CNOOC’s Zhikai Gao said his company’s mission is to become “more and more international” going forward. He expressed disappointment about CNOOC’s failed attempt to buy Unocal Corp.

CNOOC bid $18.5 billion for the US independent, but eventually withdrew its bid in the face of opposition from some US congressional members about a Chinese company buying a US oil company.
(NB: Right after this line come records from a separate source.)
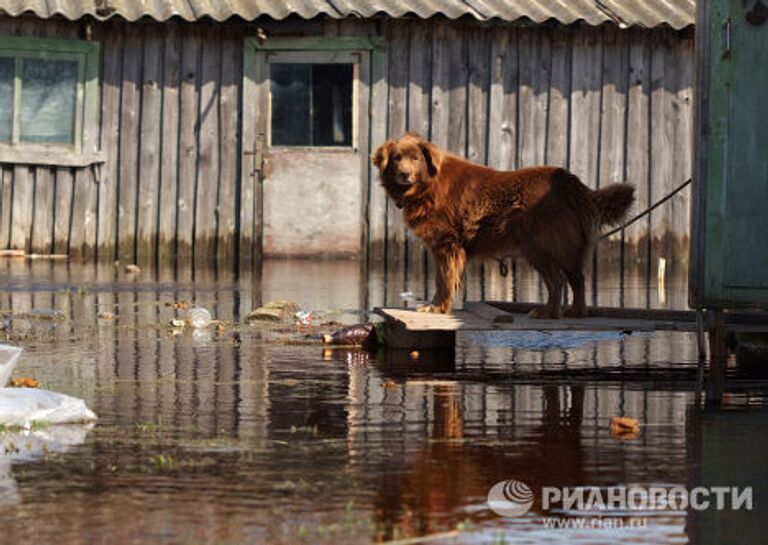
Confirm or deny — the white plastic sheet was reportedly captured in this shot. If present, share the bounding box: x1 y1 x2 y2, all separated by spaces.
0 344 97 428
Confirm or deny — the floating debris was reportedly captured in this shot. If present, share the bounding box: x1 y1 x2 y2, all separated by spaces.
294 310 313 325
611 416 640 439
187 307 211 329
8 377 40 388
245 301 301 322
323 323 381 352
22 308 64 321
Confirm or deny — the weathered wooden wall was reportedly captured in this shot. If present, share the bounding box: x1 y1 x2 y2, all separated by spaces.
0 12 693 268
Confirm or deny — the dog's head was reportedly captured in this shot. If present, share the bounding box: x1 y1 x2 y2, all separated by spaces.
373 133 443 194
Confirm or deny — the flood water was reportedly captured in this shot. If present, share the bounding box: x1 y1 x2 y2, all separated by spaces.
0 259 768 545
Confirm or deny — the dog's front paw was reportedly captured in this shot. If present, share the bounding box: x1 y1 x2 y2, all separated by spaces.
528 306 562 320
563 307 587 318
Chevron Corp. bought Unocal for $18 billion.

“I really do believe CNOOC’s offer was a better deal,” Zhikai Gao said. “It did not go the way we wished, not for commercial reasons, but for other reasons.”

CNOOC believes “greater openness and greater cooperation between one country and another is in the fundamental interests of all the countries, all the consumers,” he said.

Kufpec

Kufpec expects to meet its previously announced goal to produce 100,000 boe/d by 2010. It produced more than 65,000 boe/d at yearend 2005, al-Khashti said. The company has operations in 15 countries including Australia, Egypt, Indonesia, and Pakistan.

“Our presence helps bring economic prosperity,” al-Khashti said. “We are here not only to make oil and gas. We are here to make a profit.”

The company’s strategy calls for continued growth by expanding existing partnerships and also through the creation of new partnerships, he said. Kufpec is considering many possibilities, including Commonwealth of Independent States countries, he said.

“NOCs represent their nations as official and unofficial ambassadors in energy,” al-Khashti said. “Kufpec has successfully carried the Kuwaiti flag into many host governments.”